As coisas diante de mim são o que posso saber, mesmo que sejam somente ilusão, são o que estão em meu campo de visão.Este é o mundo que vejo.Não há outro mundo e preciso aceitar este.
Renasço do vazio (dele fui expulsa apenas porque passei por um processo, pertenci a uma história, fiz uma experiência), como quem respira pela primeira vez,vê coisas novas.
Meu renascimento tem o nome do susto.Não posso parar de pensar;mas agora o arranjo entre o nada e as coisas se batiza de "perplexidade".Disponho de um arsenal parcial para compreender esse mundo:luzes, sons, cheiros, sombras, palavras, imagens.Todos esses, cacos do visível a procura de algo que os cole.

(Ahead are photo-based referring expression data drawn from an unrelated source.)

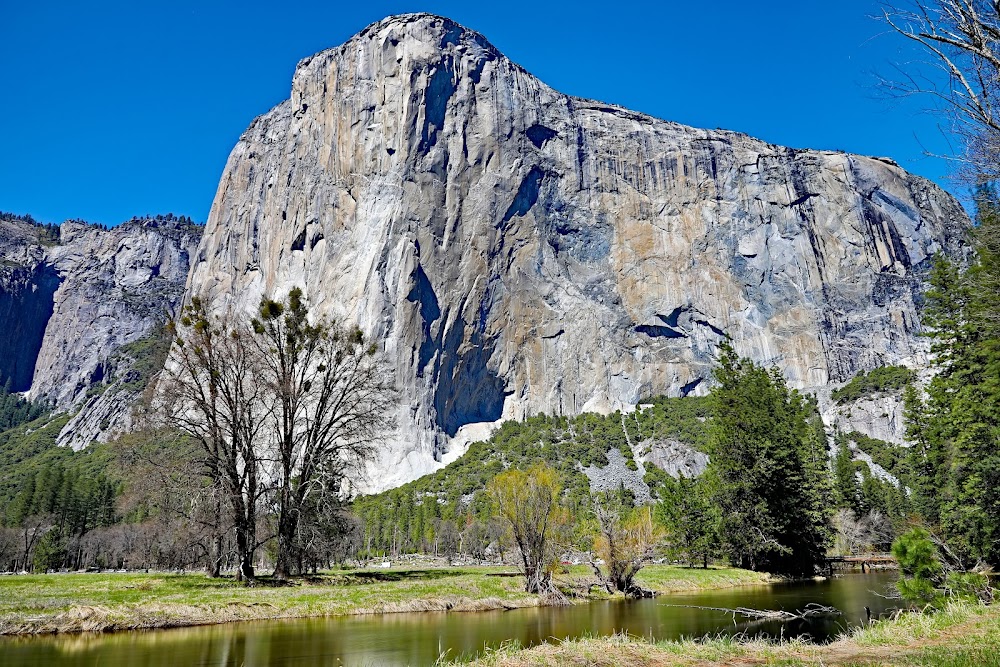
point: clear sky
(115, 109)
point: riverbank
(102, 602)
(963, 635)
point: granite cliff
(517, 250)
(73, 298)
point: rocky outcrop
(516, 250)
(68, 303)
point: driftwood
(811, 610)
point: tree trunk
(285, 560)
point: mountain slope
(517, 250)
(73, 299)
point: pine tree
(768, 473)
(956, 431)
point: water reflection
(419, 639)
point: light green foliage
(769, 474)
(882, 380)
(408, 518)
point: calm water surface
(419, 639)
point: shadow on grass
(367, 577)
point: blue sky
(115, 109)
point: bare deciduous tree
(962, 74)
(332, 402)
(211, 392)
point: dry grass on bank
(963, 635)
(94, 602)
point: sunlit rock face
(517, 250)
(68, 304)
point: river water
(420, 638)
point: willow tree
(528, 502)
(332, 402)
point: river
(420, 638)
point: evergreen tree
(687, 514)
(768, 474)
(956, 430)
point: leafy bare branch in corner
(962, 76)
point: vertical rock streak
(517, 250)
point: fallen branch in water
(812, 610)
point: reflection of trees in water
(419, 638)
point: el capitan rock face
(517, 250)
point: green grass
(114, 601)
(963, 635)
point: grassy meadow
(81, 602)
(963, 635)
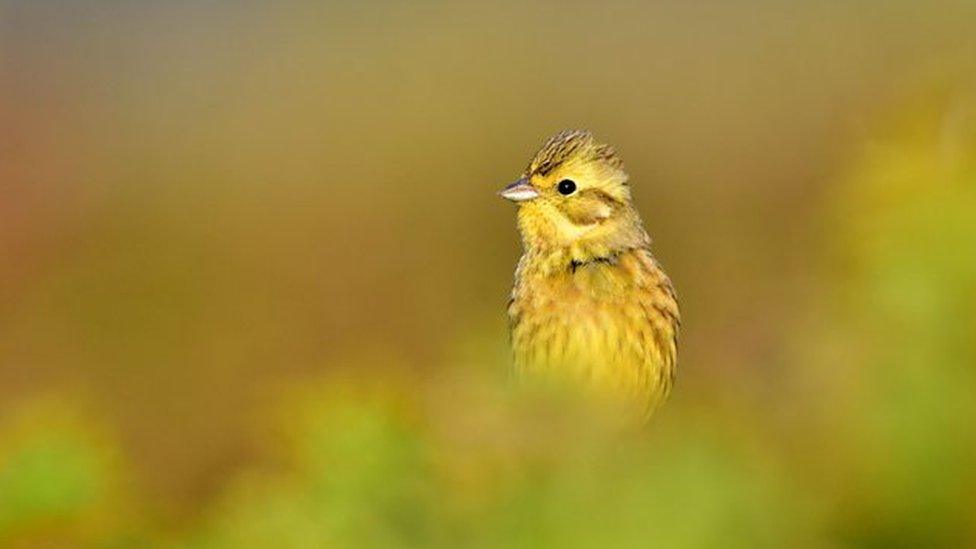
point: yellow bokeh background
(254, 273)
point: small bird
(590, 304)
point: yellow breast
(610, 325)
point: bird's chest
(589, 320)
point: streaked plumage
(590, 303)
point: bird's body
(590, 303)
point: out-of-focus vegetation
(253, 274)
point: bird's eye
(566, 187)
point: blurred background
(253, 273)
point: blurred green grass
(254, 275)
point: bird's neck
(553, 259)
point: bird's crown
(569, 145)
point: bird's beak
(519, 191)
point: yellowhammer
(590, 304)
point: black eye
(566, 187)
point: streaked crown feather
(569, 144)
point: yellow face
(580, 199)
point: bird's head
(574, 196)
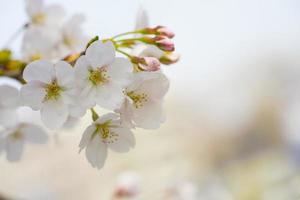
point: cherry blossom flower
(101, 77)
(9, 101)
(50, 89)
(41, 14)
(144, 98)
(12, 139)
(104, 133)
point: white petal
(64, 74)
(81, 68)
(34, 134)
(54, 113)
(110, 96)
(125, 140)
(121, 71)
(100, 54)
(96, 152)
(156, 86)
(9, 96)
(148, 116)
(32, 95)
(86, 137)
(14, 149)
(106, 117)
(55, 14)
(39, 70)
(8, 117)
(2, 142)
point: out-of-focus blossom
(142, 19)
(104, 133)
(13, 138)
(41, 14)
(9, 102)
(182, 191)
(49, 88)
(40, 43)
(127, 185)
(101, 77)
(73, 38)
(144, 97)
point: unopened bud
(169, 58)
(147, 63)
(164, 43)
(159, 31)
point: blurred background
(233, 109)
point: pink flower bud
(164, 43)
(147, 63)
(169, 58)
(150, 64)
(164, 31)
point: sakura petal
(125, 140)
(14, 149)
(54, 113)
(121, 70)
(148, 116)
(32, 95)
(100, 54)
(11, 97)
(34, 134)
(64, 74)
(96, 152)
(39, 70)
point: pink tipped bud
(164, 43)
(164, 31)
(151, 64)
(159, 31)
(147, 63)
(169, 58)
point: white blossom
(104, 133)
(12, 139)
(101, 77)
(9, 101)
(142, 106)
(50, 89)
(41, 14)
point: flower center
(99, 76)
(34, 57)
(39, 18)
(106, 134)
(52, 91)
(68, 41)
(138, 99)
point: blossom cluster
(65, 76)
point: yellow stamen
(99, 76)
(52, 91)
(138, 99)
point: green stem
(126, 33)
(95, 116)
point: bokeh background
(233, 109)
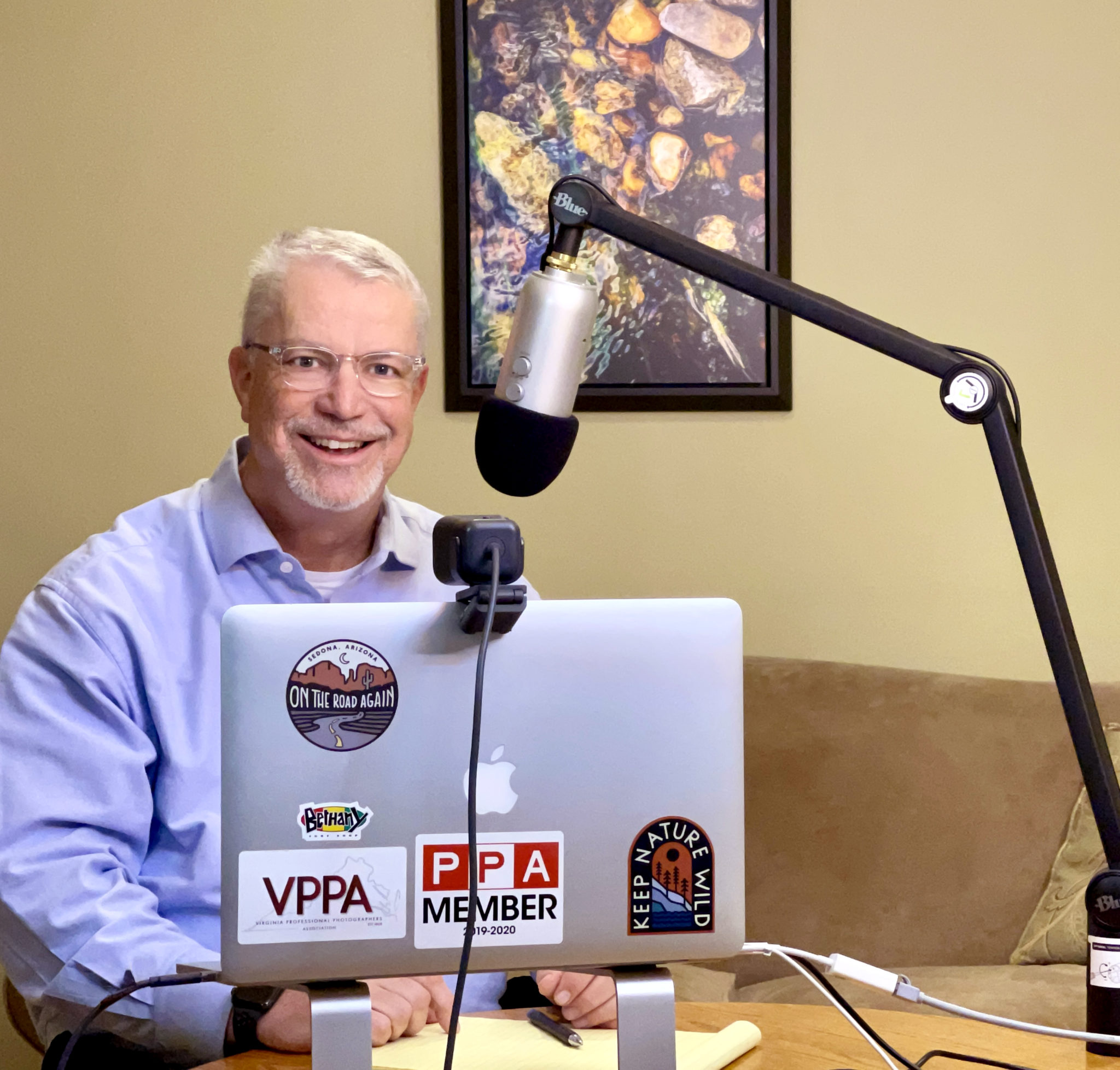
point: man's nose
(345, 397)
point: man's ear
(419, 387)
(241, 376)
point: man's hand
(401, 1008)
(585, 1000)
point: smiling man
(109, 680)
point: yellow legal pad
(505, 1044)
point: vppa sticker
(333, 821)
(341, 893)
(520, 889)
(671, 879)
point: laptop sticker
(326, 893)
(671, 884)
(333, 821)
(520, 889)
(342, 695)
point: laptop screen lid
(611, 788)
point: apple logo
(495, 795)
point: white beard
(302, 485)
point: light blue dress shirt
(110, 749)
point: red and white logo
(520, 889)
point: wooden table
(811, 1038)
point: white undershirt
(326, 583)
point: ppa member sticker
(520, 889)
(328, 893)
(671, 879)
(333, 821)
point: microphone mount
(972, 392)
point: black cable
(850, 1010)
(938, 1053)
(1004, 375)
(165, 981)
(472, 807)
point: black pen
(562, 1032)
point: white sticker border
(253, 905)
(552, 935)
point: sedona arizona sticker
(520, 889)
(671, 879)
(342, 695)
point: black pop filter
(520, 451)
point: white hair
(363, 256)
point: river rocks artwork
(664, 106)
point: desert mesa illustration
(342, 706)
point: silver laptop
(610, 788)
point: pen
(562, 1032)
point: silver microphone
(549, 342)
(526, 431)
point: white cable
(761, 948)
(1012, 1024)
(781, 953)
(900, 986)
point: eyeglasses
(315, 367)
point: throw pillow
(1059, 929)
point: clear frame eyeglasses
(315, 367)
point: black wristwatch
(250, 1004)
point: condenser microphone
(526, 431)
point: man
(109, 679)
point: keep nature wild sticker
(671, 879)
(342, 695)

Estou no meio de um medo fundo.Medo do escuro do que vejo,mas não concebo.
O nome "eu" é apenas mais um elemento em meio à confusão."Eu" é a pedra sobre a qual me ergo para olhar o que há no charco onde naufraguei cedo demais sem saber como vim dar nele.Ou ainda pedaço de madeira do naufrágio de onde me ergo à procura de terra a vista.
O meu eu hoje é como um espantalho montado sobre frangalhos e farrapos para espantar monstros ou os pássaros da plantação onde cresce o que deve e o que não deveria crescer.
Meu eu hoje nada mais é do que a língua com a qual expresso meu pensamento.Uma esperança de unidade.Nada mais do que um chão,cujo fundo me escapa.
Não posso contudo, dizer que me é difícil ser eu.Difícil é estar no meu ponto de vista.